僕の彼女には鱗がある
Dead But Dreaming 2 にダレル=シュワイツァーの"Innsmouth Idyll"が収録されている。
主人公はティミーという名の少年。インスマスに引っ越してきたばかりで、インターネットはおろかテレビすらない環境にうんざりしている。だがへジーという少女と知り合うことができた。彼よりひとつ年上で、結構かわいい子だ。その子に誘われて、ティミーは浜辺でデートすることになった。

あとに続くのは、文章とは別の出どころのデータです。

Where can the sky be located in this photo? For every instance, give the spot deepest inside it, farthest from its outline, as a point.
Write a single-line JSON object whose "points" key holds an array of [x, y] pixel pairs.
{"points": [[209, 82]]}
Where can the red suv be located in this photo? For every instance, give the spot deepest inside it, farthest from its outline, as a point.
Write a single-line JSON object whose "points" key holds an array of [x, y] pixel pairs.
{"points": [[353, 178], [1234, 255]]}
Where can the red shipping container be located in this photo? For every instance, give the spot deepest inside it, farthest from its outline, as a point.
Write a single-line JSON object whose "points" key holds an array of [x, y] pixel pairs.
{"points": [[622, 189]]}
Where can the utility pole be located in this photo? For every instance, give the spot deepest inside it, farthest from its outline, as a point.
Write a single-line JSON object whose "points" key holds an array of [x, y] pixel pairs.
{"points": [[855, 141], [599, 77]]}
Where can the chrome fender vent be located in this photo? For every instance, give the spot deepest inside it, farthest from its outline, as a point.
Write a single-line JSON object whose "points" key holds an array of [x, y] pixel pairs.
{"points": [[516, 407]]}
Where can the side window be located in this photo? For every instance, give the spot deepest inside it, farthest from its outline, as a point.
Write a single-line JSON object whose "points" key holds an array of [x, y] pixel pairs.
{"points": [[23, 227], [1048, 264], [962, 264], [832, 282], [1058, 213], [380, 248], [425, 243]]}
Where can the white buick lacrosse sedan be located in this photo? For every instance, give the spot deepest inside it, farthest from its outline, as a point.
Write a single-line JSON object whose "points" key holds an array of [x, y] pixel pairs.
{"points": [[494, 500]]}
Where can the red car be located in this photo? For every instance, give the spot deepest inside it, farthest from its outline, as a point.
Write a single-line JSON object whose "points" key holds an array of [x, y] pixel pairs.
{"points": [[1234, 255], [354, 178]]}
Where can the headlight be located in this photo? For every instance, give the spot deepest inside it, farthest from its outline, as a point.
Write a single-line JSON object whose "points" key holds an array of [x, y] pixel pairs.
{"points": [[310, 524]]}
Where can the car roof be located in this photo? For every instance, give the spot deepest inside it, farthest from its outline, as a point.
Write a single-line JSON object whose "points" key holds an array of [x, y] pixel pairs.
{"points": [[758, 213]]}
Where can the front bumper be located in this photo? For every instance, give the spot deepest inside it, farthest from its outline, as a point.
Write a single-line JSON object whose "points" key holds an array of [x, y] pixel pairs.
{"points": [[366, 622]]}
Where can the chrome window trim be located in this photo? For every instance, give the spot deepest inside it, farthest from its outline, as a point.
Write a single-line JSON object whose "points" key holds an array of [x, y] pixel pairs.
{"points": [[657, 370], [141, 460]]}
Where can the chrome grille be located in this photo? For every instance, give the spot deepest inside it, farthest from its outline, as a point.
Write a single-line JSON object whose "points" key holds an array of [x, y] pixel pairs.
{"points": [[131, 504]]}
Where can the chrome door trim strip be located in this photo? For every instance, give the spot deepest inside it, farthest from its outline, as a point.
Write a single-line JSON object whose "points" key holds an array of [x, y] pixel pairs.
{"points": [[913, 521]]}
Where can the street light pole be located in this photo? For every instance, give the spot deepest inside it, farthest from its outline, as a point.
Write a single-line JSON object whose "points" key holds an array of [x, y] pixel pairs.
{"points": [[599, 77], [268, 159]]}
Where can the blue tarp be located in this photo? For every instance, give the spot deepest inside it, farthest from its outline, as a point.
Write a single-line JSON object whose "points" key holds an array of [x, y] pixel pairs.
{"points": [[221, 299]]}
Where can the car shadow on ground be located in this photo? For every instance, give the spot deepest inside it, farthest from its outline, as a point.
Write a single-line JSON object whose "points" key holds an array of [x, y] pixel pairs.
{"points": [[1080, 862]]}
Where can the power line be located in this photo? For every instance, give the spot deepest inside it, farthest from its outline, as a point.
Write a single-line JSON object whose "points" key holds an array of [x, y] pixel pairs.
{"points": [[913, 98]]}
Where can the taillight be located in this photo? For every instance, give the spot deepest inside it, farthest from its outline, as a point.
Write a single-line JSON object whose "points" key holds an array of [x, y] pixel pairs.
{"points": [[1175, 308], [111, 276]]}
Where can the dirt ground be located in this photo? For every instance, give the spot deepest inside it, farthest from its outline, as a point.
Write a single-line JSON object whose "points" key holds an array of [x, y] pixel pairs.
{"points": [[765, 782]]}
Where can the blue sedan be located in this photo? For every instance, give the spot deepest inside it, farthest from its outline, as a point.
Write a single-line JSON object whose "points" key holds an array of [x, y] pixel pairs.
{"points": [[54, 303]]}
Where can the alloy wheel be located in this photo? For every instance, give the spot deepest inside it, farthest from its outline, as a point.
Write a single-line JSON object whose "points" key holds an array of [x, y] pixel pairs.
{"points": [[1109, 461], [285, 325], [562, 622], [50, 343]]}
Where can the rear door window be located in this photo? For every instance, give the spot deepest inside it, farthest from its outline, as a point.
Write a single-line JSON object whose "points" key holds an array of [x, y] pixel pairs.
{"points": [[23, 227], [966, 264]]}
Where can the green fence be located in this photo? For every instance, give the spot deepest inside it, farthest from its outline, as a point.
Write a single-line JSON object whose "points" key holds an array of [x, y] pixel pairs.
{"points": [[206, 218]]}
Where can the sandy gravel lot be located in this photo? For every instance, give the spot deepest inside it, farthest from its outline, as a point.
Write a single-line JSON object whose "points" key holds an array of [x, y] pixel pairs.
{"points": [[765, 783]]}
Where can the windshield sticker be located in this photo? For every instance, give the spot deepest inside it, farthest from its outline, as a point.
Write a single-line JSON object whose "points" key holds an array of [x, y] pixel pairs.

二人で並んで砂浜に寝転んでいると、不意にヘジーが起き上がり、泳ぎに行こうという。ティミーも泳ぎは得意だったので、水が冷たいのを我慢しながらヘジーの後に続いた。あれ、ヘジーって背中に鱗があるんだな……。
出し抜けにヘジーが後ろから抱きついてきた。うひゃあ、胸が背中に当たってるよ! と思う間もなく、二人はどんどん沈んでいく。海の底にいたのは、鯨よりも巨大な何かだった。水中にいるはずなのに、なぜかヘジーの声が聞こえる。
「大丈夫、あれは私たちの父よ」
深きものは眼を開けて二人に語りかける。ティミーとヘジーが浮上すると、すでに日はとっぷりと暮れていた。信じがたいことだが、二人は何時間も海の中に留まっていたのだ。
こうしてティミーは滄溟の謎を、旧支配者の神秘を知った。大いなる知識を得た彼は、それでも自分の人生でもっとも幸福だったのは何も知らないまま砂浜に寝転んでいたあの一瞬だったのかもしれないと思うのだった。今や彼には潮の流れと波の音色が絶えることなく聞こえるのだから……。
というわけで「インスマスを覆う影」の系譜に連なる作品なのだが、ボーイ・ミーツ・ガールものに仕立てた点に特色がある。また、ダーレスの「ルルイエの印」を彷彿とさせるところがあるかもしれない。作者のシュワイツァーは米国の作家・編集者。Cthulhu's Reign の編者も彼である。